Autopsy(Kay Scarpetta #25)(80)



Off our nose is the Catholic church I don’t attend often enough, across from it the Shell station. The colonial brick Harris Teeter is where we go for major food shopping, and Benton’s and my guilty pleasure is Haute Dogs & Fries, while Marino is a big fan of the Oak Steakhouse.

“When you decided to drop by today unannounced,” I ask, “who let you into the building?”

“Wyatt answered when I buzzed the gate. He was in the bay helping with a delivery and scanned me up to your office. Turns out his brother was a Richmond cop I used to know, and by the way, the security at your building stinks.”

“Obviously or you wouldn’t have made it to my floor.”

I ask him what time it was when he appeared at Maggie’s door as I imagine the look on her face.

“High noon,” he says, and by then I’d spotted Elvin inside the West Wing Mess Hall.

Likely he caught wind that I was there, and naturally he’s going to contact his former secretary of twenty years who’s remained steadfastly loyal to him through thick and thin. The truth is that they’ve never stopped working together, and it’s crossed my mind she might suffer from Stockholm syndrome.

Identifying with the aggressor, she’s treating me the way Elvin’s treated her, and I’m not na?ve. I expected Maggie to be one of many challenges facing me when I took this job. But stupidly, perhaps arrogantly I thought I’d win her over. I deluded myself into believing that if I were fair and empowering, if I were the sort of boss one ought to be, she’d come around.

She’d realize how much better off she is no longer working for a self-consumed overreacher, a misogynistic jerk, let’s be honest. I suppose I hoped to re-create what I had when getting started, and that wasn’t smart or completely honest. I didn’t move back to Virginia for nostalgia but to serve the public and help solve problems.

The good old days weren’t all that good anyway, and Maggie Cutbush will never be Rose. The past is past but never gone, and it’s a sad fact that women don’t always get along with each other. Some are too territorial and competitive, answering only to a man, creating the very toxic environment I’ve inherited.

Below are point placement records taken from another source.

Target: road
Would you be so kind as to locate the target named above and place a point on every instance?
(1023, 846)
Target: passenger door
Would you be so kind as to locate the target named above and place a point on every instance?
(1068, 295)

“I’m sure Elvin would have been most unhappy finding out I was at the White House. The first thing he would have done was ask Maggie what I’m up to,” I explain, and we’re in Northeast Alexandria.

Following the Potomac’s shoreline, our timing is just right for getting caught at every red light.

“She didn’t say what either of you were doing there,” Marino says.

Keeping his eyes on the road, he steers with one hand while tossing out his gum again. There’s no point in reprimanding him about it.

“I asked and she wouldn’t tell me,” he adds.

“I doubt she knows. I doubt he does either,” I reply. “I hope they don’t, at any rate. Otherwise the president has serious issues with intelligence leaks.”

“You were with the president today? He wanted to meet with you personally?”

“I’m saying, it’s risky to national security if people can’t have private conversations.” That’s as much as I’m going to share.

“It would be helpful if you’d tell me what was so important that you suddenly got called to a top secret meeting.” Marino starts rummaging inside the ashtray for more gum, and it’s a good thing it’s sugarless or he’d have no teeth left. “You know, in case there’s something I should worry about besides you bringing home poisoned wine from Interpol.”

“I think it’s pretty obvious that there’s plenty for us to worry about, Marino.”

“I’ll take that as meaning we’re back to the way things used to be, you and me swimming upstream with alligators.” Peeling the wrappers off several sticks, clove again, he offers them to me.

“You know what? I could use a hit.” I take the gum from him, the inside of the truck smelling like potpourri.

“Sometimes I want to smoke so bad it’s killing me, Doc, and this is one of those times,” Marino says.

“Believe me, I know the feeling.”

“What if I told you I had a pack of Marlboros for emergencies?”

“I’d tell you that I didn’t hear what you just said.”

“Do you still think about it?”

“Not a day goes by.”

“Exactly,” he says. “One damn cigarette! What if I lit just one and we shared it?”





CHAPTER 32

IT’S NEVER JUST ONE,” I reply, both of us chewing our gum.

“I thought the craving would go away but if anything, it’s worse. As much as I hate to admit it.” He’s been saying the same thing since he and Dorothy got married.

Only Marino has been craving more than cigarettes if he’s honest about it, and he’s not. Easier if he’s blind to what I saw when he and Dorothy started dating seriously several years ago. He was her new challenge, her next bright, shiny thing.

It wasn’t for me to judge, and I was their biggest supporter despite my misgivings about my sister smothering him while sucking out his life force, emotional spider that she is. I’ve watched her do it to every pair of pants that’s come through her door. But maybe it would be different with him, not that it was my decision, and I was careful not to interfere.